What will standardized tests measure?

My turn

Posted: Tuesday, May 01, 2001

When local school children are given standardized tests, and schools are rated according to averages of scores received by the range of students in attendance, who is really being measured? A. Parents. B. The students who are tested. C. Teachers. D. The entire community.

Parents are the first teachers. They bring children into the world and provide for their basic needs as well as emotional support and initial intellectual stimulation. Some child psychologists say this phase of a child's life is when the die is cast and determines whether a particular child will grow to be a productive adult and functional member of society.

Every student's capacity to learn and develop emotionally is influenced by inherited traits and influences of the environment in which they are either nurtured or left to find their own way. Standardized tests will therefore provide an opportunity to measure the willingness and readiness of various Juneau children to either excel or simply accept mediocrity. For children with learning disabilities, this articulation of measured expectations will broaden a divide modern society has been working in recent decades to bridge with special needs inclusion programs.

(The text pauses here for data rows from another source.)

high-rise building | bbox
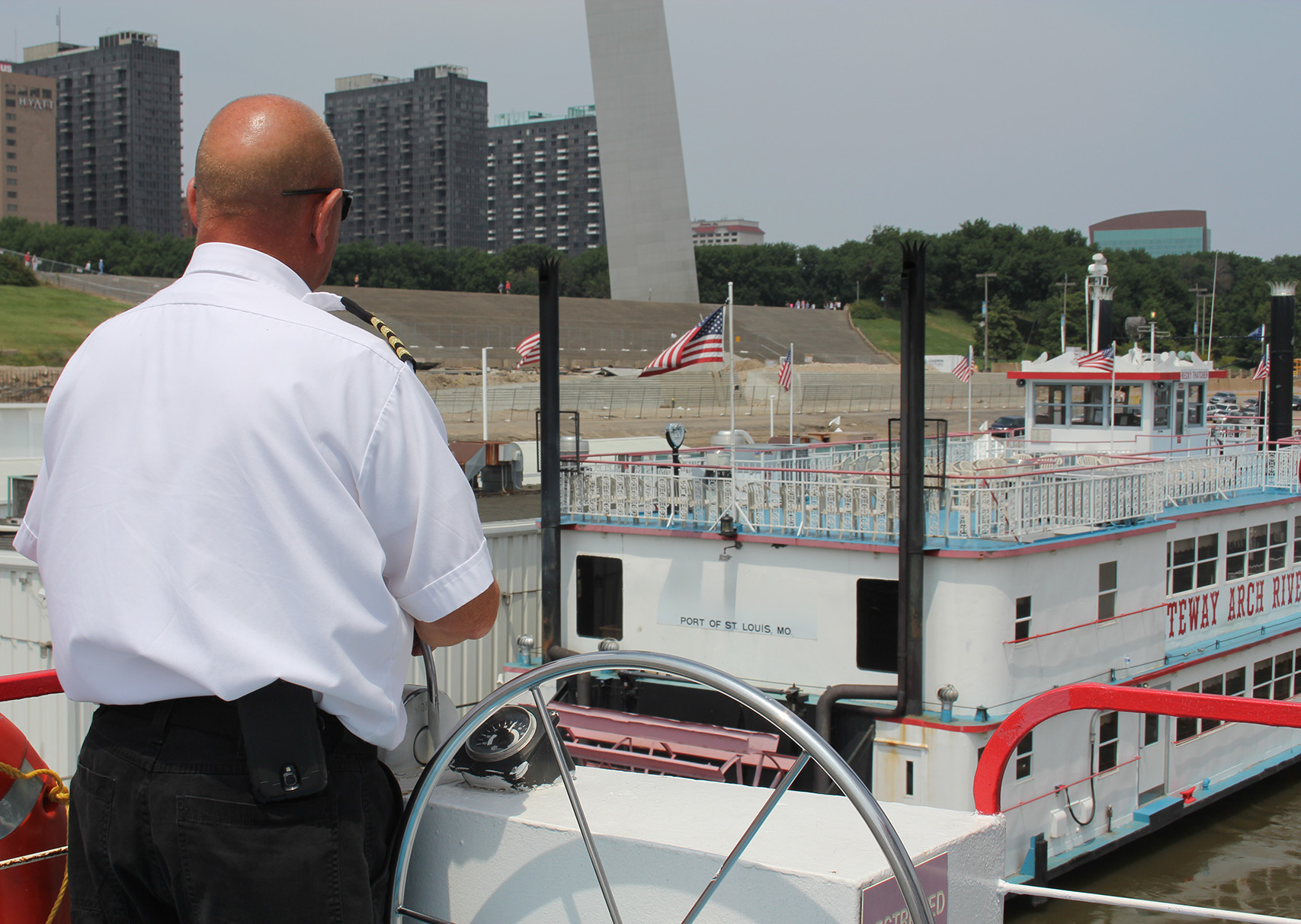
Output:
[691,219,764,247]
[0,61,56,223]
[488,105,605,252]
[325,65,488,250]
[1089,209,1211,256]
[7,33,181,235]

Teachers are an easy target for those who conjure up a means for measuring standardized criteria of school performance - they also become an easy excuse for weak scores. After all, teachers are trained to apply what they have themselves learned in specific subject categories, together with what is known about physical and cognitive development, given certain classroom management techniques. It is the teachers who are expected to elevate each individual student's knowledge and understanding simultaneously in the classroom grouping according to the district curriculum.

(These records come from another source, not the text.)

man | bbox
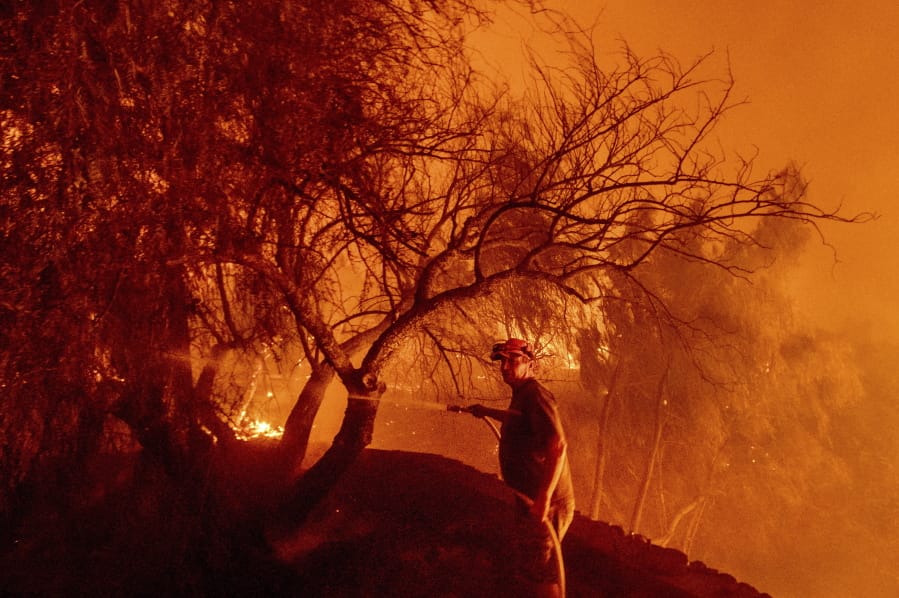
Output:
[467,338,574,596]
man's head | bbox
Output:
[490,338,535,388]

Since October I have worked almost every school day as a substitute teacher in the Juneau School District and any speculation that teachers might be demoralized by proposed upcoming school rating system requirements (as an extension of individual student test scores) is an understatement. In fact, this is only one of a number of latest career letdowns many of our educational professionals are facing with dignity and a collective sigh.

The ready willingness to give administrators a substantial raise early on, the constant and on-going requirement for teachers to go beyond the call of duty to accommodate ever-greater numbers of expectations with ever-diminishing resources, and the realization that even their own well-paid union staff chose this year to embarrass all NEA-Alaska members by publicizing their own contract disputes, have contributed to a sense of inevitability as Juneau teachers consider future service locally in the face of options elsewhere and the state of current contract negotiations.

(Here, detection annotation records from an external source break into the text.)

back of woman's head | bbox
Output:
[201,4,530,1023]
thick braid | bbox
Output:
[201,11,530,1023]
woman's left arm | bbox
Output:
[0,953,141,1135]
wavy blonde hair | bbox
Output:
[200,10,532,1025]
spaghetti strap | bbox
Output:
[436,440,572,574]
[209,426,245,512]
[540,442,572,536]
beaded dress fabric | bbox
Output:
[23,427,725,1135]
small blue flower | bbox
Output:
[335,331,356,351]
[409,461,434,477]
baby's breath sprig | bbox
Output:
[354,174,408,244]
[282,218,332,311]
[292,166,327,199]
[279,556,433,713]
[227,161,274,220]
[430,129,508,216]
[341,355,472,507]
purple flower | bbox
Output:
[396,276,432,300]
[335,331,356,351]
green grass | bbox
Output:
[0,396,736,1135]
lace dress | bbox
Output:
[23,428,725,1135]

Working to cover for absent teachers in virtually every school in the Juneau School District this year has enhanced my own realization that each school in Juneau is unique, with remarkably dedicated staff. They daily receive the children and apply their skills, training, abilities and resources to enrichment of the educational experience. This is done in an even-handed collegial manner with extraordinary effort made for those kids having more need, or for others having greater capacity, than the mean. I have come to know many of these children, and recognized the names of state workers, business owners, federal workers, private sector employees and citizens in varied other segments of our community who are their parents.

Whether we have children ourselves, each adult in this community was once a child for a preciously short time, and given the effort and resources dedicated to education of future generations of Alaskans, the entire community shares a local responsibility to assure no child is left behind.

Donn Liston is a product of Alaska public education and gained a master's degree in education at the University of Alaska Southeast in 1989. He worked two years for the Association of Alaska School Boards and nine years for NEA-Alaska as senior support staff in the Juneau office.